We're sharing some Scandinavian interior trends that are sure to catch on Stateside.

This past June I spent two wonderful weeks exploring Sweden and Denmark and was completely enamored with the culture, mindset and ambience of both Scandinavian countries.

I noticed many trends both during my travels that I expect we’ll be seeing state-side soon.

Right:; Left: Anthropologie

Rope, Twine and Cord

Rope, twine, and cord are all common in Danish and Swedish interiors. Living on a peninsula surrounded by the Baltic Sea, rope is a natural and textural element historically incorporated into everyday use on ships and docks. Today, it is found in all types of accessories ranging from floor lamps to end tables and ottomans, adding a bit of rustic charm to any room.

Left: Martin Solyst; Right: Beige Renegade

Whitewashed Walls, Floors and Detailed Trim

In both Denmark and Sweden, the simplicity and beauty of whitewashed floors and walls was abundant. So clean and crisp, the decorative woodwork and trim was almost always painted white – even on exteriors! I hardly saw a wall painted a color other than white, with nearly every room outfitted with intricately carved molding on the ceiling – a trend that lends a subtle sophistication and elegance to the otherwise minimalist design.

Top: Anitta Behrendt; Bottom: Vtwoenen

Upholstery with Large Arms and Small Legs

Thick, overstuffed arms paired with thin, spindly legs (usually made of metal) – an interesting juxtaposition most often seen on sofas and chairs. The lack of sectionals in this style, or sectionals at all, originally intrigued me; however, after recognizing room sizes are much smaller in Denmark and Sweden, I came to realize they have no need from such large-scale furniture.
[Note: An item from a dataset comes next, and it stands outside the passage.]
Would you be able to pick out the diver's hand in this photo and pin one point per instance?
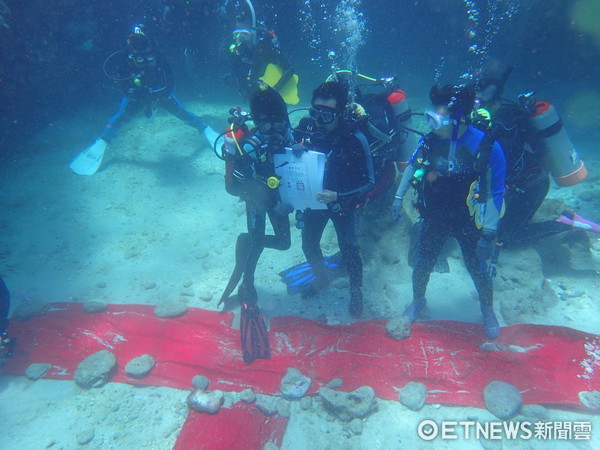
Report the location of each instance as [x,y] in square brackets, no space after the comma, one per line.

Left: Lodgers; Right: Boheme Deluxe

Orchids in Windows

The windowsills in Sweden are exceptionally deep, leaving room for accessories or flowers and plants. It seemed as if every home, hotel, and building had at least one orchid in the window. Driven by my curiosity and the love to know the “why” behind things, I googled the Swedish national flower, thinking orchids would be ruled out due to climate alone.  While the orchid isn’t the national flower, in the middle of Sweden lies Jamtland which grows 20 native varieties of orchids due to the concentration of rich fen, making it one of the most important orchid regions in the world.  All of Sweden’s orchids are protected by law; you are not allowed to pick, dig up, or in any way remove or damage wild orchid plants. Nor can you collect or remove their seeds. The Swedes’ commitment to the preservation and conservation of nature is inspiring. I found the Danish take their flowers seriously as well – they do not have just one national flower but three: Marguerite Daisy, Red Clover, and Forget-Me-Knots.

Falun Red

The quintessential Swedish home is a red and white painted wooden cottage. Of the 700+ photos I took on my trip, over 40 photos included these red cottages – I fell in love with each and every one. The most intriguing part of these homes – they are all the EXACT same color red.  Known as Falun Red, the facades are painted with a copper-vitriol paint to prevent rotting. Why red? Originally every building, from the humblest of hut to the most extravagant of mansion, was designed of timber from Swedish forests, making Swedes consider wooden houses unattractive and un-original.  The Swedes wanted houses built of brick or stone, so they painted their homes red to look like brick or pale yellow to represent stone. With so many red homes, I wonder if anyone has mistakenly walked through the front door of their neighbors’ home instead of their own?